Daniel Cerecedo
Daniel Cerecedo

Reputation: 6207

How to override default docker container command or revert to previous container state?

I have a docker image running a wordpress installation. The image by executes the apache server as default command. So when you stop the apache service the container exits.

The problem comes after messing up the apache server config. The container cannot start and I cannot recover the image contents.

My options are to either override the command that the container runs or revert last file system changes to a previous state.

Is any of these things possible? Alternatives?

Upvotes: 5

Views: 6431

Answers (4)

KEMBL
KEMBL

Reputation: 624

If it requires starting a command with a set of arguments, for example

ls -al /bin

try to make it like that

docker run --entrypoint ls -it debian /bin -al

where ls goes after --entrypoint and all arguments are placed after the image name

Upvotes: 0

Nathan Smith
Nathan Smith

Reputation: 1813

If you just want to copy the contents out you can use the command below with a more specific path.

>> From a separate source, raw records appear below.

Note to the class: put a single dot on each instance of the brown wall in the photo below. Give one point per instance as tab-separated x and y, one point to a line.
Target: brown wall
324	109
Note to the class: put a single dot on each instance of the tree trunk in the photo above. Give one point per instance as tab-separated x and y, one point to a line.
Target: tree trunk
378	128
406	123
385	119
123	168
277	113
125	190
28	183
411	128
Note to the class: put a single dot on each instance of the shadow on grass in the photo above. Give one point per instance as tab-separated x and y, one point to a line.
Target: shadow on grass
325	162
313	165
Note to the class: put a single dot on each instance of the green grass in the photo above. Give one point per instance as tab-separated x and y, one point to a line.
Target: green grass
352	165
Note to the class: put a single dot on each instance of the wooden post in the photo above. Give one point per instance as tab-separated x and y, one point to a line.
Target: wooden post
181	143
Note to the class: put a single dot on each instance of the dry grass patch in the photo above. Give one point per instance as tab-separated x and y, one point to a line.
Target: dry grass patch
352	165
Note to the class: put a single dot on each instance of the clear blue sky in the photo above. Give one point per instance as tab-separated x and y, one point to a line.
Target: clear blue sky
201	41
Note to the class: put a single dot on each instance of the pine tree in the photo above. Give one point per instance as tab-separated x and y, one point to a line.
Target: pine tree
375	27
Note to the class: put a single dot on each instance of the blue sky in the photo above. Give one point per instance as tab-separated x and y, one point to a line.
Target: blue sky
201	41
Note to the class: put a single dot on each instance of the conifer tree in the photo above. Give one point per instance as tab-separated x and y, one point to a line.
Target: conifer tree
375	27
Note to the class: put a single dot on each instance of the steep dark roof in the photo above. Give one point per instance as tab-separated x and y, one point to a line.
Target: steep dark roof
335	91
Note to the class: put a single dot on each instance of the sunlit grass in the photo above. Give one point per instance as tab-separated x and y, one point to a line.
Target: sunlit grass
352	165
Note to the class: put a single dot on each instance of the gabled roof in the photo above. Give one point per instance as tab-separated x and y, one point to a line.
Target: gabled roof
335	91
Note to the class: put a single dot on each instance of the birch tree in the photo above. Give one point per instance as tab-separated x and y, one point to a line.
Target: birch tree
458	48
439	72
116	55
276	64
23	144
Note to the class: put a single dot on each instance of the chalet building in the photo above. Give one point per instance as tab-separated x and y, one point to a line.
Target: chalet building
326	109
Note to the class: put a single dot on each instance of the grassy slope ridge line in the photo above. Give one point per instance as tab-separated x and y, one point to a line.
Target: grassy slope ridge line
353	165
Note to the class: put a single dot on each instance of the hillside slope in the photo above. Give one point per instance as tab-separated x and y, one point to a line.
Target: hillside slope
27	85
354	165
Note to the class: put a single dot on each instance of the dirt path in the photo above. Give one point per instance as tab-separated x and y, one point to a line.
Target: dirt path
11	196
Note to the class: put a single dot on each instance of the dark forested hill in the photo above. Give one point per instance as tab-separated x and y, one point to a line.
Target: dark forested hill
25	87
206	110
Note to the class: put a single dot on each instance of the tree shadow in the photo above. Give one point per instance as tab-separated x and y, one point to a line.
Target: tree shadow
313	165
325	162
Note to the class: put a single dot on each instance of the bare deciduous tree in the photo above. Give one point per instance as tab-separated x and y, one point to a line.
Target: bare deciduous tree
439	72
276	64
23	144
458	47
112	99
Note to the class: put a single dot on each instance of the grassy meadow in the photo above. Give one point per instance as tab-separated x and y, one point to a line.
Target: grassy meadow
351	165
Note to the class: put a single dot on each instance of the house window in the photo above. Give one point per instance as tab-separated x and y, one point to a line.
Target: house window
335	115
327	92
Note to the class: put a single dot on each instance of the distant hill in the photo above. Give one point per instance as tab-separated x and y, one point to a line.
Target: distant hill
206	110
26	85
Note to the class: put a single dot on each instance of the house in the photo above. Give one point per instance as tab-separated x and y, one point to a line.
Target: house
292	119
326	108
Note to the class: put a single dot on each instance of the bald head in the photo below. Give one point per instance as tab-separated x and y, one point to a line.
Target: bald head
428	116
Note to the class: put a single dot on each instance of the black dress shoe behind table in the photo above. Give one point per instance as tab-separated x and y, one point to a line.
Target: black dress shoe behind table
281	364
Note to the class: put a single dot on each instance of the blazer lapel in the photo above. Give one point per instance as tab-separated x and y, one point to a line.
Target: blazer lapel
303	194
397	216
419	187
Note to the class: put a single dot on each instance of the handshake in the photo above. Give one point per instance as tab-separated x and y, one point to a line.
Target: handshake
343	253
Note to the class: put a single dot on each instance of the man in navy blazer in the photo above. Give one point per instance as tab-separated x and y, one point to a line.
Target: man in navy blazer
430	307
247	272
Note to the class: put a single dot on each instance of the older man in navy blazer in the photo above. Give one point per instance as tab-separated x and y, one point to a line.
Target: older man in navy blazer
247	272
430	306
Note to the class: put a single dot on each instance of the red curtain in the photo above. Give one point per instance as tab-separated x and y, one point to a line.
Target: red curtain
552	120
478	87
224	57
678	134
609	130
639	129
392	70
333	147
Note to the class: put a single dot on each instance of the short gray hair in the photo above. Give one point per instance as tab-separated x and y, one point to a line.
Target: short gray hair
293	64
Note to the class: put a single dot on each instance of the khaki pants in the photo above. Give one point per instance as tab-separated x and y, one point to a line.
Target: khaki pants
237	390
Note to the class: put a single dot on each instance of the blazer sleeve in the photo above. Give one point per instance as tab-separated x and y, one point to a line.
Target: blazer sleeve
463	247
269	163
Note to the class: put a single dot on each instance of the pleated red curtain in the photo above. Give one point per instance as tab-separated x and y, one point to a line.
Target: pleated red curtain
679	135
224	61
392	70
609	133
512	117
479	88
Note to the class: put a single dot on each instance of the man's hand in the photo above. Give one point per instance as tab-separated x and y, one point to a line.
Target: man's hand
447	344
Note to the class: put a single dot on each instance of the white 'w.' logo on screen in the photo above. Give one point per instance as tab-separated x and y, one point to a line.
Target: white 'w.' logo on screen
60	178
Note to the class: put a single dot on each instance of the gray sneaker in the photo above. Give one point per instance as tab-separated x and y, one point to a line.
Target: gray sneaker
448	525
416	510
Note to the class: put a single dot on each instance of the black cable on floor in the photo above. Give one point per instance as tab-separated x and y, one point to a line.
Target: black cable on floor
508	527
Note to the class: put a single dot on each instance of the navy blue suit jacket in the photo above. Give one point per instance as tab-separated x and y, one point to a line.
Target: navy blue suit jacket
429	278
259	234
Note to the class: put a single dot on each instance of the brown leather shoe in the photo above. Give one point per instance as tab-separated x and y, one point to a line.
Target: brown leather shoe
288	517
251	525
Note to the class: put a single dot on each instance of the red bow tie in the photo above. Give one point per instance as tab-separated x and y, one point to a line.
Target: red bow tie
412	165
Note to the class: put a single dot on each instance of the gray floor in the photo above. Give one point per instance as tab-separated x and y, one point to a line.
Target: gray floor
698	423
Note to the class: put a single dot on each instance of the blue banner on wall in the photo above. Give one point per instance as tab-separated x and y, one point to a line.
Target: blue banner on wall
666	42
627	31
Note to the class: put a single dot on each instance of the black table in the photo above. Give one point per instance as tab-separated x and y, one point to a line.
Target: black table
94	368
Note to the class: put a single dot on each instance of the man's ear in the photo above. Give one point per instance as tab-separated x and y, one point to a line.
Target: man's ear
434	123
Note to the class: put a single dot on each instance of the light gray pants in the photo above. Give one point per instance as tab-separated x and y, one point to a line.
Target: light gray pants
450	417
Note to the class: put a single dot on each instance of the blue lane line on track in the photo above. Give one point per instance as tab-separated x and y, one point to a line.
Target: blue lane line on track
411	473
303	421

sudo docker cp containername:/var/ /varbackup/

https://docs.docker.com/reference/commandline/cli/#cp

The file system is also accessible from the host. Run the command below and in the volumes section at the bottom it should have a path to where your file system modifications are stored.
This is not a good permanent solution.

docker inspect containername

If you re-create the container later you should look into keeping your data outside of the container and linking it into the container as a virtual path when you create the container. If you link your apache config file into the container this way you can edit it while the container is not running

Managing Data in Containers
http://docs.docker.com/userguide/dockervolumes/

Edit 1: Not suggesting this as a best practice but it should work.
This should display the path to the apache2.conf on the host.
Replace some-wordpress with your container name.

CONTAINER_ID=$(docker inspect -f   '{{.Id}}' some-wordpress)
sudo find /var/lib/docker/ -name apache2.conf | grep $CONTAINER_ID

Upvotes: 2

Javier Cortejoso
Javier Cortejoso

Reputation: 9176

There are different ways of overriding the default command of a docker image. Here you have two:

  1. If you have an image with a default CMD command, you can simply override it in docker run giving as last argument the command (with its argument) you wish to run (Usage: docker run [OPTIONS] IMAGE [COMMAND] [ARG...])
  2. Create a wrapper image with BASE image the one you want to override the CMD or ENTRYPOINT. Example

    FROM my_image CMD ["my-new-cmd"]

Also, you can try to revert the changes in different ways:

  1. If you have the Dockerfile of the image you want to revert, simple rewrite the changes into Dockerfile and run again docker build process.
  2. If you don't have the Dockerfile and you built the image committing the changes, you can use docker history <IMAGE_NAME>:tag, locate the IMAGE_ID of the commit you want, and run that commit or tag that commit with the name (and tag) you wish (using -f option if you are overriding a tag name). Example:

$ docker history docker_io_package:latest

$ docker tag -f c7b38f258a80 docker_io_package:latest

Upvotes: 1

larsks
larsks

Reputation: 312243

When you start a container with docker run, you can provide a command to run inside the container. This will override any command specified in the image. For example:

docker run -it some/container bash

If you have modified the configuration inside the container, it would not affect the content of the image. So you can "revert the filesystem changes" just by starting a new container from the original image...in which case you still have the original image available.

The only way to that changes inside a container affect an image are if you use the docker commit command to generate a new image containing the changes you made in the container.